I was wondering if any body knows where I can find a wiring diagram for the radiator fan, and the coolant temp sensor?
I was just going to bypass the fan control relay module by using a relay I bought from radio shack, but I was having issues with the fan relay wires.

If looking directly down at the connector for the radiator fan, the three wires are orange(far left), red/white(middle), and Red/white(far right.)

All three wires coming from the coolant temp sensor are Red/white?
The wires coming out if you are looking directly down at it are: Top wire is Red/white, middle wire aligned to the right is Red/white, and bottomwire is Red/white.

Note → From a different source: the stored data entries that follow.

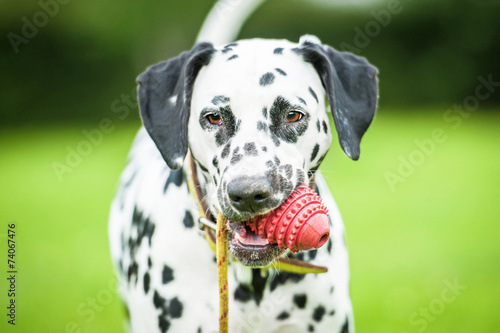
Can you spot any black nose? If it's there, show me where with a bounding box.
[227,177,273,212]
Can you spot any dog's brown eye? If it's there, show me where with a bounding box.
[206,113,222,125]
[286,111,303,123]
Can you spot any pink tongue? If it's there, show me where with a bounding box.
[234,224,269,246]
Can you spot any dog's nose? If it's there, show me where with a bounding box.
[227,177,273,212]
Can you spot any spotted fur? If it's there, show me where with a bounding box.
[110,33,377,332]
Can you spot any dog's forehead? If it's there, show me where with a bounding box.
[192,39,323,110]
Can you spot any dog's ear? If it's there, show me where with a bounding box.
[137,42,215,169]
[296,35,378,160]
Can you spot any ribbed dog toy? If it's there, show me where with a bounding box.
[246,184,330,253]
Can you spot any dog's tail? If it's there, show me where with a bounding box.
[196,0,266,46]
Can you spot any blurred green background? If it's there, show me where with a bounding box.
[1,0,499,332]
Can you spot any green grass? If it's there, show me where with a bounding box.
[0,110,499,332]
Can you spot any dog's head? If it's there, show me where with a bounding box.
[137,36,378,266]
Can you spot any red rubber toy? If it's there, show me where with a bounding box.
[246,184,330,253]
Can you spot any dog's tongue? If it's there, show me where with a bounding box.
[230,222,269,246]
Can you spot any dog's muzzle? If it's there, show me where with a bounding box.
[224,176,286,266]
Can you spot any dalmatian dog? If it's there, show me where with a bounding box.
[109,3,378,333]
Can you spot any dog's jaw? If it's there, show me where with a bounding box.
[227,221,287,267]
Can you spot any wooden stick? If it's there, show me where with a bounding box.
[216,213,229,333]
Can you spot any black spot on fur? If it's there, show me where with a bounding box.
[143,272,151,293]
[234,270,268,305]
[257,121,268,133]
[234,284,252,303]
[327,238,333,254]
[311,144,320,162]
[262,107,268,119]
[231,152,243,165]
[162,265,174,284]
[312,305,326,322]
[221,47,233,54]
[260,72,275,86]
[274,47,284,54]
[270,272,306,292]
[183,211,194,228]
[221,143,231,159]
[277,311,290,320]
[243,142,258,156]
[316,119,321,132]
[309,87,319,103]
[148,257,152,268]
[153,290,166,309]
[227,54,238,61]
[275,68,287,76]
[251,269,268,305]
[158,315,170,333]
[211,95,230,105]
[261,146,267,152]
[329,309,336,316]
[225,42,238,48]
[298,97,307,105]
[293,294,307,309]
[212,156,219,168]
[322,120,328,133]
[163,169,184,193]
[127,261,138,283]
[340,317,349,333]
[169,297,183,318]
[274,156,281,165]
[129,208,156,273]
[308,249,318,260]
[330,286,334,294]
[308,324,315,332]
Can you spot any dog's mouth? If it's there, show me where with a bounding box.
[227,220,286,267]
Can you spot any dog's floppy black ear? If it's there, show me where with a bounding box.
[296,36,378,160]
[137,42,215,169]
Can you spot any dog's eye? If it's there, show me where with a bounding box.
[286,111,303,123]
[206,113,222,125]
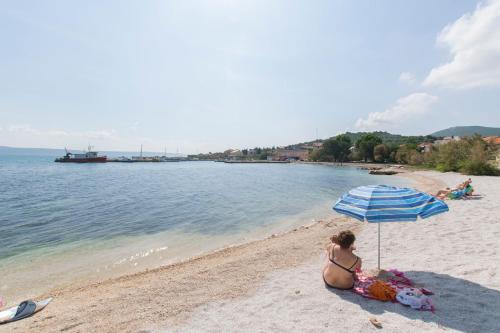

I want to create my own circuit, and by pass the fan control relay module by just sending the signal from the coolant temp sensor, and have it open the relay and send a a 12v signal strait to the radiator fan.

There was a post some where were a dude had created his own circuit, and had done everything described above and explained what wires went where ect ect, but I can not find it via search, or on google.

Thanks in advance for your help.


----------



## fieldgentech (Jun 27, 2011)

bump


anybody out there have any idea?


----------



## dogyouare (Aug 10, 2009)

here i will save u...

here is mk3 posting area wich will help u best 4 ur problem

http://forums.vwvortex.com/forumdisplay.php?3-Golf-III-amp-Jetta-III

n 4 ur engine Q's post here (u can post at mk3 also) (thats for 2l this place is 4 under 2l)

http://forums.vwvortex.com/forumdisplay.php?28-2.0-Liter-Engine-Forum


----------



## dogyouare (Aug 10, 2009)

also get the bently book. (aka bible for vw)


----------